David Monk joined our board as one of three Non-Executive Directors in the GP Care Group nearly three years ago.
Non-Executive directors have a scrutiny role and work to provide assurance that the organisation uses resources effectively and efficiently and that the services we provide are of the highest quality and are safe.
David, along with his fellow NEDs, who began their roles mere months before the COVID pandemic began, recently took up the opportunity to visit the Tower Hamlets Urgent Treatment Centre, one of the services the GP Care Group provides for the borough. This service has faced success over these past few years, but also challenges due to receiving huge volumes of patients while dealing with the constraints of COVID-19. Keen to hear what he thought about the service and how it is run, we interviewed David following his visit to ask him to share his thoughts about his visit to the UTC.
Read on for some of David’s observations about his UTC visit:
“It's probably worth noting that we went on a clear, bright Wednesday afternoon at 1pm. I think that's important because the UTC is obviously a 24/7 365 days a year service, so we might have had a different experience had we have gone at midnight on a Sunday or on a Friday.
That day seemed busy to me as every seat available was occupied, but there have been times when people queue at the door. One thing I observed was where the UTC was in relation to the A&E department and the walking distance. All patients need to take this route in order to access the UTC because that is the screening process for patients, they present to A&E before being asked to go to the UTC for treatment.
We spoke to a patient who advised she had issues with her breathing and mobility which meant that walking from A&E to the UTC was something she expected to be challenging. An hour later, on the way out after my visit, I happened to see her again and spoke to her to see how she felt after her appointment, and she said she received good service despite the walking distance being tricky for her. It was lovely to hear her positive feedback.
Although the UTC may seem unorganised at first glance when entering, it isn’t, as there are pretreatment assessments taking place, and blood pressures being measured before patient treatment happens. This was very impressive to see first-hand.
In terms of the service’s layout, there was a real opportunity to assess the level of space, and I saw good-quality size rooms for patient assessment. If the GP Care Group had been given the opportunity to design spaces from scratch, the organisation would have improved on the space constraints, and it could have been even better.
I was hugely impressed with the UTC staff we met; they’ve managed to keep the service going; delivering care through the hardest times we’ve seen. Everyone I met showed a real sense of passion and hard work. It felt like a happy place. It felt like a place that people were pleased to be working in.
David Robertson, the GP Care Group’s Chief Operating Officer, who leads the service, does so in an open, engaging, empathetic style, and I got the sense from staff that they felt they were in a role where they could really make a difference and could contribute to quality improvement.
When we visited, the service’s new Clinical Lead Nurse, Julie Eldridge had only been in her role for two days and was clearly coming into her position with a passion for the service.

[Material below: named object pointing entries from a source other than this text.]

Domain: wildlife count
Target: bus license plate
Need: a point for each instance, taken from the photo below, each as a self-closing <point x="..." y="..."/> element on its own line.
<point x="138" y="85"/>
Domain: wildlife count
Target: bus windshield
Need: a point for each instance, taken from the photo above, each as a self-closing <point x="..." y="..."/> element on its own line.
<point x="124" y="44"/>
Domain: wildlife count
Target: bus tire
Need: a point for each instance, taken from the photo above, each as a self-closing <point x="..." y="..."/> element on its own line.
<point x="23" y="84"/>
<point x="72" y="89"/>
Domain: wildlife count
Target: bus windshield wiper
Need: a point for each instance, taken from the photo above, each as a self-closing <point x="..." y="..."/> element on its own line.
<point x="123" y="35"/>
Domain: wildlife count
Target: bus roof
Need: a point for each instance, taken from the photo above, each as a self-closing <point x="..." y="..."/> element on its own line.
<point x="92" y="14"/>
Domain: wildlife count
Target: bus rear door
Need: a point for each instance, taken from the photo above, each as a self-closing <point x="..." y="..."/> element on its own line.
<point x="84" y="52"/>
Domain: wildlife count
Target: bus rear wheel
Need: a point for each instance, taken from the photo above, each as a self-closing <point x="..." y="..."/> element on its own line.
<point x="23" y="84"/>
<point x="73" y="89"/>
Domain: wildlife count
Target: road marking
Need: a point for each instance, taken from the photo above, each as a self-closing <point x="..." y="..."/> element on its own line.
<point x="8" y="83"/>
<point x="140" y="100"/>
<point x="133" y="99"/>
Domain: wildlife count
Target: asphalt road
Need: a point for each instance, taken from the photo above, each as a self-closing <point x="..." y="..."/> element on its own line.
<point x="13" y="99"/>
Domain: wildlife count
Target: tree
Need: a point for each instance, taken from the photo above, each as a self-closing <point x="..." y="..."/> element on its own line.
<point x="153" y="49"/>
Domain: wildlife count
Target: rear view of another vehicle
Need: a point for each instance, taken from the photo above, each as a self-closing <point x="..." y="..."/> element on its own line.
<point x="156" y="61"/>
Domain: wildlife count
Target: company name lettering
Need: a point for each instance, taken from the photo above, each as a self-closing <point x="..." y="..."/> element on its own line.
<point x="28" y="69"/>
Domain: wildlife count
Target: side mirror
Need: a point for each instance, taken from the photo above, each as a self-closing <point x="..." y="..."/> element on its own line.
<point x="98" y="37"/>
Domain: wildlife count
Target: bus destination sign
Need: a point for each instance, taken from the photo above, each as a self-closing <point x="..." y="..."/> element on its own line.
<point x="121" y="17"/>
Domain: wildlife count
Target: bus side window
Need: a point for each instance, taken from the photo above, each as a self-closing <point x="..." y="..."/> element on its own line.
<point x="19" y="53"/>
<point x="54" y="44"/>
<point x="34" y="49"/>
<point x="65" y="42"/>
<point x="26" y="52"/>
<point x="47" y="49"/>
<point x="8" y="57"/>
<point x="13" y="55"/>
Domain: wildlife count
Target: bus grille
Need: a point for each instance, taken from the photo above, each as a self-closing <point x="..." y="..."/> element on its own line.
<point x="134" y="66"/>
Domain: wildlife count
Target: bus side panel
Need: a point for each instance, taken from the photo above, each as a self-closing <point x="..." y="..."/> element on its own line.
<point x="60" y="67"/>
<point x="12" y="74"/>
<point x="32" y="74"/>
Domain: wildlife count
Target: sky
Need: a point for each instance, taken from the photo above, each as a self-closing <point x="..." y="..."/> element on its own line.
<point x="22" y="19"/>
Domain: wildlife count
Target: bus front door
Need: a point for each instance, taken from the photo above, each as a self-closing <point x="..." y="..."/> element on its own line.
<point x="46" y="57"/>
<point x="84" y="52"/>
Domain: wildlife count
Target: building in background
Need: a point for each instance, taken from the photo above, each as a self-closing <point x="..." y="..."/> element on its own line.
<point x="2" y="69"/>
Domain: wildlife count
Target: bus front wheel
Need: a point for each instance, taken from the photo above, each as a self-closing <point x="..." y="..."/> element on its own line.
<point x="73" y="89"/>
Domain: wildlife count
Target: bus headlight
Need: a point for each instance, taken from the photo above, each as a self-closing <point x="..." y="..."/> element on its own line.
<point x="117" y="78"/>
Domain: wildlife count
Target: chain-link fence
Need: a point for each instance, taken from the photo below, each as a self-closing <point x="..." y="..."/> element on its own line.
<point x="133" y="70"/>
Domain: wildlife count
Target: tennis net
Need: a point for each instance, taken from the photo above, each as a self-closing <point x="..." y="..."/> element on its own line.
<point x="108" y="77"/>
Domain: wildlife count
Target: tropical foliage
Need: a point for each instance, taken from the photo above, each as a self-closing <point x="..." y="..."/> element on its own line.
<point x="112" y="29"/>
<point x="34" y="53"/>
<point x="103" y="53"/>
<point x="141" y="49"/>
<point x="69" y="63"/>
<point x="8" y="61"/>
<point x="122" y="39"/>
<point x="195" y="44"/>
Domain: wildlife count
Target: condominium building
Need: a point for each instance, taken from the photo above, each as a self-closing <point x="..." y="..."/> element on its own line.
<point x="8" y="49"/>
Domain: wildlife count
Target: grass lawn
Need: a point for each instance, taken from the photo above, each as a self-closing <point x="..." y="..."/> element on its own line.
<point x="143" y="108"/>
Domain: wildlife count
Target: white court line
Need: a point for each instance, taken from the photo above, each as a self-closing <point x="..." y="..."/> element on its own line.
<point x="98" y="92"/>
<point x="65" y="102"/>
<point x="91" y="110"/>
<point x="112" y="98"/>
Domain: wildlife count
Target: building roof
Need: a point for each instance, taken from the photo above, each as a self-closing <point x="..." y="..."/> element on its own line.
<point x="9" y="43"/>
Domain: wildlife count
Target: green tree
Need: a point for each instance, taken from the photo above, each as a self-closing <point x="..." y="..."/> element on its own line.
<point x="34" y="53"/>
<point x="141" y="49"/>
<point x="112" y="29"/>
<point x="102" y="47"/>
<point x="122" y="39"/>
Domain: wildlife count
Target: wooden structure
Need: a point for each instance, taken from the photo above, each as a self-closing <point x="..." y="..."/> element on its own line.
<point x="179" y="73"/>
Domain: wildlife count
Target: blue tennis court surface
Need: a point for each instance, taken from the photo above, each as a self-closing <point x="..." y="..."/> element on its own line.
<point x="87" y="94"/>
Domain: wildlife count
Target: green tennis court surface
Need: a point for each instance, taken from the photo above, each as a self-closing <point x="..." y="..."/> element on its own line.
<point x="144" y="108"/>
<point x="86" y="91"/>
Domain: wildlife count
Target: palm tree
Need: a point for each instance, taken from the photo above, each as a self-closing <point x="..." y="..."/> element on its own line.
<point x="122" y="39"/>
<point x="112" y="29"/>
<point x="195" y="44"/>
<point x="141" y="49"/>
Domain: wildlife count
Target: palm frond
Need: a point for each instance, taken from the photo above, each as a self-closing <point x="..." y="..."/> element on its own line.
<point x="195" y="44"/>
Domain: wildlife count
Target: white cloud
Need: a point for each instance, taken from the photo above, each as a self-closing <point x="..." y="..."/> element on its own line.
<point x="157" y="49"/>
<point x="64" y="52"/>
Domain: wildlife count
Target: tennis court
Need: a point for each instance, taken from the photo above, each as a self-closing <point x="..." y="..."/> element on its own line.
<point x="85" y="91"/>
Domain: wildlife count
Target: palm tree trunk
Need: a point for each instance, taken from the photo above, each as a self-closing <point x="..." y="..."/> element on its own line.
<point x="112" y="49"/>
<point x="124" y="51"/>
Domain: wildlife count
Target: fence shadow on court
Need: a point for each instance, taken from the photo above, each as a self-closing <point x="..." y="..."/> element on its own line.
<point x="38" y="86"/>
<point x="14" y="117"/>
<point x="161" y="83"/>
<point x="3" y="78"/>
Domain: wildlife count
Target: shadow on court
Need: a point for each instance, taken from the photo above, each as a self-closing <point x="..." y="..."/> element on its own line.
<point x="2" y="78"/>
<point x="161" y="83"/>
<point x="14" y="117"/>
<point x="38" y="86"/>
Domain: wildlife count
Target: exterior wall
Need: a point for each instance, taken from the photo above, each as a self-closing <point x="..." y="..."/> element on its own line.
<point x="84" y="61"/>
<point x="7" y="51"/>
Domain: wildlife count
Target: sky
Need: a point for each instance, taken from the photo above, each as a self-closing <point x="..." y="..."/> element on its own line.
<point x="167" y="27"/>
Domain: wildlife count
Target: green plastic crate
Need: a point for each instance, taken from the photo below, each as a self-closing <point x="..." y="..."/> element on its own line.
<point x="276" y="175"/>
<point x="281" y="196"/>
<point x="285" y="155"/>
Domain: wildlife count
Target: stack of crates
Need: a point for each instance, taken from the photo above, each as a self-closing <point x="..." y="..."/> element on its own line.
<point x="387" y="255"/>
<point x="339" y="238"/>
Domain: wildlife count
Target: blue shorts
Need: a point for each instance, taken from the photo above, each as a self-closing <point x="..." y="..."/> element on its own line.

She has seen the service from the other side while previously working in the Emergency Department (ED).
As Non-Executive Directors visits like this really helps us to do our job better. There are definitely things in the works for us to keep seeing how services are run. One thing I’m keen to do next is follow a Health Visitor around for a shift to get a sense of what’s involved in their workday, and how people.
It’s great to have people come in and talk to us about the services they are running, such as in board meetings, but actually going out and seeing somewhere, such as the UTC, where we know it’s new, has had its challenges and its Covid year(s), etc, you can get a far better sense of the data that you then look at about a place when you’ve gone and seen it.
I’m delighted to see what the Urgent Treatment has been doing, and I’m excited to see the service flourish.”